Saturday, August 22, 2020

141. Guaranteed Customers: The Underground History of American Education by John Taylor Gatto from archive.org


141. Guaranteed Customers: The Underground History of American Education by John Taylor Gatto from archive.org


Guaranteed Customers  

     Prior to 1860 Americans didn't demand a high level of national solidarity — a loose sort  of catch-as-catch-can unity satisfied the nation in spite of the existence even then of  patriotic special interest groups like Know-Nothings. Neither by geography, culture,  common experience, or preference was the United States naturally a single country  although it did possess a common language. But conformity had been ordered by  corporate and banking interests from the Northeast, so one country it would become.  

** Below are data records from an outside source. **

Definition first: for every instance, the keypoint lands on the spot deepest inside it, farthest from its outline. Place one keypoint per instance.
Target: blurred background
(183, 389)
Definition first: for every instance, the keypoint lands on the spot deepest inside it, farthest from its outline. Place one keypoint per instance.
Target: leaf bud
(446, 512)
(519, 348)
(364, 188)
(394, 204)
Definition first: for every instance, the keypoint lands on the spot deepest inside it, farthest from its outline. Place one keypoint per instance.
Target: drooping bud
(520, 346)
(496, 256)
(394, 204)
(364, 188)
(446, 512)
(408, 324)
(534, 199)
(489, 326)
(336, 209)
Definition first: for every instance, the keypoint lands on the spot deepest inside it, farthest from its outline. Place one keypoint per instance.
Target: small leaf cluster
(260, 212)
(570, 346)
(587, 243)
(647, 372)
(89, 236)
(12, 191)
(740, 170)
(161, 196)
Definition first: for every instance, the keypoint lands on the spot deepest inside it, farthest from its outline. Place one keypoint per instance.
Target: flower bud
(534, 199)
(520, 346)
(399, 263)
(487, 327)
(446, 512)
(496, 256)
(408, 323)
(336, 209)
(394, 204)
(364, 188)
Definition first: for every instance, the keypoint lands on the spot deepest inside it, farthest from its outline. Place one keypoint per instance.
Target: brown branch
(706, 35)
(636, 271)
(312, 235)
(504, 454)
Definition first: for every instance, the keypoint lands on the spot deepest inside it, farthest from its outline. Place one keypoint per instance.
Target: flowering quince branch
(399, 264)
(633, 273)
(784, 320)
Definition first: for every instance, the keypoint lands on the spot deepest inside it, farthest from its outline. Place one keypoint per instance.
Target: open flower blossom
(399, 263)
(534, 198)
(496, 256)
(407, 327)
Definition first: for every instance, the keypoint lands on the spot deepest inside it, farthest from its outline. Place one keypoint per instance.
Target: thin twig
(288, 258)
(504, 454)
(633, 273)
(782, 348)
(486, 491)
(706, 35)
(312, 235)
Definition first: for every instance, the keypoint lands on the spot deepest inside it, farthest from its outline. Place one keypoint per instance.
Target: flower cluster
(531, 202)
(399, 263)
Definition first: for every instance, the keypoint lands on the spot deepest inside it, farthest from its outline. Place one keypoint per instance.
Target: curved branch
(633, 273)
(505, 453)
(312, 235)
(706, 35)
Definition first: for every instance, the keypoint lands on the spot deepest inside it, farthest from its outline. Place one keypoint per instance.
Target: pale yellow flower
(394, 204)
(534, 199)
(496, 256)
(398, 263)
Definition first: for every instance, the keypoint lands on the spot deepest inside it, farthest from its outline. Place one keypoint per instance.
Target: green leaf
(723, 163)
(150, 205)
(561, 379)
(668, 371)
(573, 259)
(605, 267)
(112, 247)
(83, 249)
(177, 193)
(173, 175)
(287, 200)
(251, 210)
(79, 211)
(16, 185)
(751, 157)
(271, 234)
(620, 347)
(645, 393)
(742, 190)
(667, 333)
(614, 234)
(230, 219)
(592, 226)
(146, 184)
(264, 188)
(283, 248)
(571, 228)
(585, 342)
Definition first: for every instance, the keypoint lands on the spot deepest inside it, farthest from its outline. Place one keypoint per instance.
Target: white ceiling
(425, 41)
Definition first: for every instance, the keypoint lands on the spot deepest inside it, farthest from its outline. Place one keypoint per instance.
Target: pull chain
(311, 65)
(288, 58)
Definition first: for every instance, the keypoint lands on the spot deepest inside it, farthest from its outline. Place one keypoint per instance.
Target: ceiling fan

      Stupendous profits accrued to these interests from the Civil War, and its
great lesson of  national regimentation into squads, platoons, brigades, companies, regiments, and army  corps was not lost on the winners. Warfare by its nature forces men to wear "value-ranks"  openly for all to see, forces everyone to subordinate themselves to higher ranks, and  higher ranks to subordinate themselves to invisible orders. War conditions men to rule  and to be ruled. Modern war creates a society far different in type and scale from the  ragged and bizarre individuality which emerged out of the American Revolution. With  everyone dressing alike, eating alike, and doing everything else alike, maximum profit  can be derived from the use of mass-production machinery in an ideal environment where     the goods of production are swiftly wasted, and military "consumers" are literally  forbidden the right to refuse to consume! A soldier must wear his uniform, eat his food,  fire his rifle. To guaranteed customers through psychological drills is the very essence of  the corporate world about to come into being.